O Oswaldo, como não aceitava aquela situação, contrata um homem chamado Porfírio, integrante do movimento Integralista, para torturar esse homem até que a greve pare. Então já vemos que o Oswaldo é uma pessoa que vai fazer qualquer coisa para alcançar seus objetivos, por mais errado que isso possa ser.

Passado um tempo, lá para o começo da ditadura, vemos os irmãos já crescidos e as diferenças entre eles começam a ficar bem claras. O Severino se torna um jornalista um jornalista de esquerda, totalmente contra a ditadura; e o Ramires é de direita e decide seguir os passos do pai na empresa de minério.

Apesar de continuar o negócio da família, o Ramires é uma espécie de parasita. Ele nunca se dedicou ao trabalho, tem diversas namoradas sem que nenhuma saiba da outra, chega a ter relações escondidas com homens também, e ele é viciado em apostar, sempre pedindo dinheiro para a família para pagar as pessoas, mas ao invés disso ele aposta mais e só faz crescer a dívida. E ele é aquele tipo de pessoa que prega por “Deus, pátria e família” e chama o que aconteceu de Revolução e não de golpe.

Enquanto isso, o Severino, em seu trabalho de jornalista, prega contra a ditadura, como tudo o que está acontecendo é horrível, mas quando chega a hora de lutar e fazer alguma coisa contra isso, ele foge para o meio do nada com medo.

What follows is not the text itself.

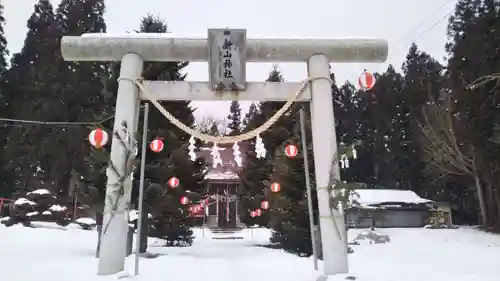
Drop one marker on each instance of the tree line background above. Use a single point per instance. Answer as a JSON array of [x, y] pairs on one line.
[[426, 127]]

Mais para a frente ele acaba em um grupo de resistência meio que sem querer, é perceptível que ele não queria estar ali. Ele acaba preso, torturado, e só é liberado por ser filho de uma família extremamente importante na região. 

Então é muito interessante ver essa hipocrisia que o autor coloca nos dois personagens. O homem de direita que presa pela família mas trai todo mundo que se importa com ele; que presa por Deus, mas que quer ver as pessoas de esquerda mortas. E o homem de esquerda que estava achando ótimo falar contra a ditadura, e que todo mundo tem que se reunir para combater isso, mas quando chega essa hora ele foge. Aqui em Chumbo, o Matthias Lehmann mostra essa hipocrisia da família brasileira.

Mas a história vai muito além desses dois personagens. Tem a Iara, que acaba sendo um interesse amoroso dos dois personagens e vai ser muito importante para a história; o Porfírio que é o facista que aparece logo no começo e tem um desenvolvimento muito bom, a história das irmãs dos dois personagens, e por aí vai. São diversos núcleos, cada um extremamente bem desenvolvido, é realmente impressionante como a história não se perde em momento nenhum. 

Os desenhos também são lindíssimos, que passam exatamente o que cada personagem está sentindo somente pelas feições deles. Mas o mais incrível de tudo é o trabalho de pesquisa que o autor teve para conseguir retratar com muitos detalhes toda a arquitetura brasileira da época, propagandas nas ruas e na televisão. A arte é um show à parte. 

Chumbo é um dos melhores quadrinhos de 2024. Extremamente importante, bem escrito e bem desenhado. Deveria ser distribuído em escolas, bibliotecas e ser leitura obrigatória. É um quadrinho muito importante para a história do nosso país, que todo mundo deveria conhecer para entender o que aconteceu e nunca repetir essa era do Brasil.